Similarly, the Saudi regime rejected criticisms against its aggression on neighboring Yemen, claiming that the purpose of aggression is to preserve the kingdom’s security. The Saudi Arabia has presented a set of reasons to justify its assault on Yemen. Ansarullah’s access to ballistic missiles as well as to the country’s air defense system beside other regional security issues are considered to be driving Riyadh to intervene in Yemen. The Saudi-led Arab coalition has accused Yemen’s Ansarullah of hiding its weapons in big and populous cites, a claim paving the way for Saudi Arabia to pound civilian areas in Yemen.
Unlimited economic and military blockade
Economic and military blockades which so far have widened the already deteriorated condition in Yemen and Gaza, have led to catastrophic humanitarian condition, as it have undermined their military capability for self-defense. Since 2007, after Hamas victory and Fatah failure in Palestine’s election and after striking a security deal between Egypt and the Israeli regime, the Gaza blockade has kept standing within several assaults the Israeli regime has carried out against Gaza Strip. Only limited traffic through some crossings has been allowed during specific times under a strict Israeli or Egyptian supervision. Tel Aviv follows its long-time restrictions on Gaza with the intention of weakening Hamas movement militarily as well as pressing economically the residents of Gaza, the world’s most densely-populated area.
Likewise, since the start of aggression, Yemen, has been suffering from an all-out air, sea, and land blockade. The Saudis managed to push the UN to pass a resolution imposing a ban on supply of weapons to the Shiite forces, a pretext under which it keeps blockade on Yemen. However, the weapon embargo has turned into an all-out blockade that prevents entry of Yemeni’s basic needs. At the time being, almost no plane or ship is allowed to help the Yemeni people or forces fighting against Saudi aggression. While Yemen is 90% dependent on imports, it imports 50% of its oil products, Saudi Arabia has not set any timetable so far to lift Yemen’s blockade.

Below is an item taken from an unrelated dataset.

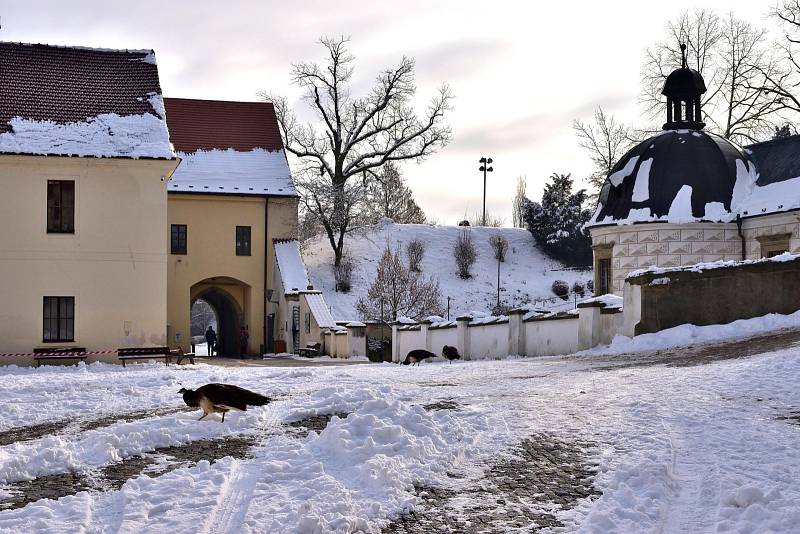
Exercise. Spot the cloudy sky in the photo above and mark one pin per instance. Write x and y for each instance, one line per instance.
(521, 71)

Using media power and launching psychological warfare
Another major fields widely exploited by Saudi and Israeli regimes in Gaza and Yemen wars are the global and regional media power and cyberspace represented by social media to launch a psychological warfare and guide the world’s public opinions. While the Israeli regime relied majorly on Western media to justify and whitewash its atrocities in Gaza, the Saudi Arabia beside main stream media also resorts to powerful and influential Arabic media outlets, such as Al-Arabiya and Al-Jazeera news channels to justify its bloody aggression on its neighboring Arab state.